1. You say "finite differencing of the joint CDF is used for the discrete portions of the likelihood." If I understand this sentence correctly, you might not need the joint CDF because the derivative of the joint CDF is simply the conditional density. For example, dF(x,y)/dy = F(x | y), which reduces it to a 1D problem. If you have a gradient direction, I believe you can still reduce this problem to a 1D integration of the MVT PDF, which you can then transform into a univariate CDF of the t distribution by using a change of variables. Think about it.

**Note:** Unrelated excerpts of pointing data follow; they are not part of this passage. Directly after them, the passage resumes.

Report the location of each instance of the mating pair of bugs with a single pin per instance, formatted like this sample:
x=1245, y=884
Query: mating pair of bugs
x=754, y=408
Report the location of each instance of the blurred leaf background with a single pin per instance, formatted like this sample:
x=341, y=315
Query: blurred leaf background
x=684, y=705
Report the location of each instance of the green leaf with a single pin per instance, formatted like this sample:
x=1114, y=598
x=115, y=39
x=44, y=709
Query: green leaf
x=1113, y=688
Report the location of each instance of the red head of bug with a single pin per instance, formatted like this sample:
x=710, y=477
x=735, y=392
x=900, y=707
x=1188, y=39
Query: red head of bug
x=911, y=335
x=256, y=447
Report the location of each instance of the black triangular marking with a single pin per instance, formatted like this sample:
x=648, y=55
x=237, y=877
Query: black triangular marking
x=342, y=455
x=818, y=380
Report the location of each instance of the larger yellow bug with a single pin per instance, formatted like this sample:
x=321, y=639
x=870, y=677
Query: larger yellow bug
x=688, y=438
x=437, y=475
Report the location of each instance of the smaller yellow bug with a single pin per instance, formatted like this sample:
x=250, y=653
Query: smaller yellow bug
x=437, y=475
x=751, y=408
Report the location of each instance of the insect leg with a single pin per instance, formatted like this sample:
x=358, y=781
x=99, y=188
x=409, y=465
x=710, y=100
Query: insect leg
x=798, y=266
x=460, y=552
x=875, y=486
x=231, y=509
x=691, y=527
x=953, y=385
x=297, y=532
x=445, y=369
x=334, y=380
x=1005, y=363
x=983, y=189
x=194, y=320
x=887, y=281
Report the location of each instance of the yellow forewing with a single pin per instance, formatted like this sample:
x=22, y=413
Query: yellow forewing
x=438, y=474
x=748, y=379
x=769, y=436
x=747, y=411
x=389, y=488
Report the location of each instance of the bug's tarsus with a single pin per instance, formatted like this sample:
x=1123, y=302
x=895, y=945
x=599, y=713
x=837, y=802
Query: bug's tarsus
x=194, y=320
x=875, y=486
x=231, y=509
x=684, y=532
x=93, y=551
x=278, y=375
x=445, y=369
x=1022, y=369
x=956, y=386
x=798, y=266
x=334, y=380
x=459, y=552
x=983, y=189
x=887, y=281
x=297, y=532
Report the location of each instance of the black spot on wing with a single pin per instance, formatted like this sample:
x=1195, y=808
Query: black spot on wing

2. Your "calling R" code is very inefficient. Your code starts and stops PROC IML and R for every scalar value of (i,j,k). There is no need to wrap PROC IML in a macro and call it from the DATA step. You can do this all from IML. First use the EXPANDGRID function to create a grid of (i,j,k) values as an Nx3 matrix. Transfer that matrix to R. Call whatever R functions you want on the vectors. Transfer back the vectors. It should require starting IML and R only one time. For details and examples of the correct way to call R from SAS/IML, see

- The SAS/IML documentation chapter on Calling R
- A blog post on calling R
- A video about calling R from SAS/IML

The article "Twelve advantages to calling R from teh SAS/IML language" also addresses reasons why it is better to call R directly from a SAS/IML program than from a macro.